This is the readme for the models associated with the paper:

Poleg-Polsky A (2019) Dendritic spikes expand the range of well-tolerated population noise structures. J Neurosci
https://doi.org/10.1523/JNEUROSCI.0638-19.2019

This code was contributed by A Poleg-Polsky. These models provide a comparison between processing of noisy inputs in dendritic subunits and whole-cell synaptic integration.

To run the NEURON model, compile the mod files and start with mosinit.hoc. If you need more help please consult the page:

https://senselab.med.yale.edu/ModelDB/NEURON_DwnldGuide.cshtml

Simulated cortical cells (pyramidal layer 2/3 or pyramidal layer 5) are assumed to be innervated by inputs from a presynaptic population that increases its firing rate when presented with a preferred stimulus. In the focal synaptic distribution active synapses on the postsynaptic cell are mapped to an individual dendritic branch in layer 2/3 simulation or 5 branches in the case of a layer 5 cell. In the global synaptic distribution all synapses are placed randomly across the dendritic arbor.
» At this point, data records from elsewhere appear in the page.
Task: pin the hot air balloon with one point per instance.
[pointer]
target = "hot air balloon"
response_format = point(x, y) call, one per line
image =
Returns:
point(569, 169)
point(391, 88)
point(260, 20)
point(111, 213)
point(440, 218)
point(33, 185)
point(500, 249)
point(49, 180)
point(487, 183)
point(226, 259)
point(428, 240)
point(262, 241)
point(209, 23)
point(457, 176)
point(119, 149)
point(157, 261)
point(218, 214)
The simulation includes population noise, which modifies the number of spikes elicited by each presynaptic cell. There are two main noise structures in the simulation. The first noise samples from a Gaussian distribution (noise intensity if set by Fano factor (variance/mean); set by the 'stochastic noise' variable). The second noise structure introduces classification errors. In the case of classification errors (%) the stimulus is assumed to represent a binary choice (preferred/null) and a small percentage of inputs respond to the opposite stimulus. With classification errors (degrees, DS) the input population is assumed to encode stimulus direction and the trial-trial variability arises from shifts in the encoded direction. In this scenario, the classification error represents the width of a normal distribution of input directions that is sampled by the cells in the population. In the case of only two possible directions, directional classification errors are equivalent to the binary choice classification errors.

Figure 1: Top, example focal activation of 8 synapses on a dendrite of a layer 2/3 cell (Click "Layer 2/3") (black, soma; grey, active dendrite) during the preferred (left) (Click "Preferred signal", "Init & Run") and null (right) stimuli (Click "Null signal", "Init & Run"). Bottom, 10 superimposed traces of responses to the preferred (left) and null (right) stimuli (You can use the graph pop-up menu -> "Keep Lines").

Figure 2: Example focal activation of 200 of passive (AMPA only) synapses on a layer 2/3 cell (black, soma; grey, same dendrite as on Figure 1) in the preferred (left) and null (right) directions

Figure 3: Stochastic (Gaussian) variability in the presynaptic population (Stochastic noise was set to 1.5). Top, dendritic focal stimulation, boron, global activation. Left - Preferred, right-null stimuli. Note the errors in postsynaptic responses following dendritic subunit activation that are evident from spiking to null and no spiking to preferred stimuli.

Figure 4: Same as Fig. 3 with classification errors (15%) produce accurate responses in the dendritic units (top) but lead to significant decrease in the number of action potentials elicited for the preferred direction (bottom left) and some increase in the number of spikes to the null stimulation (bottom, right) for global synaptic distribution.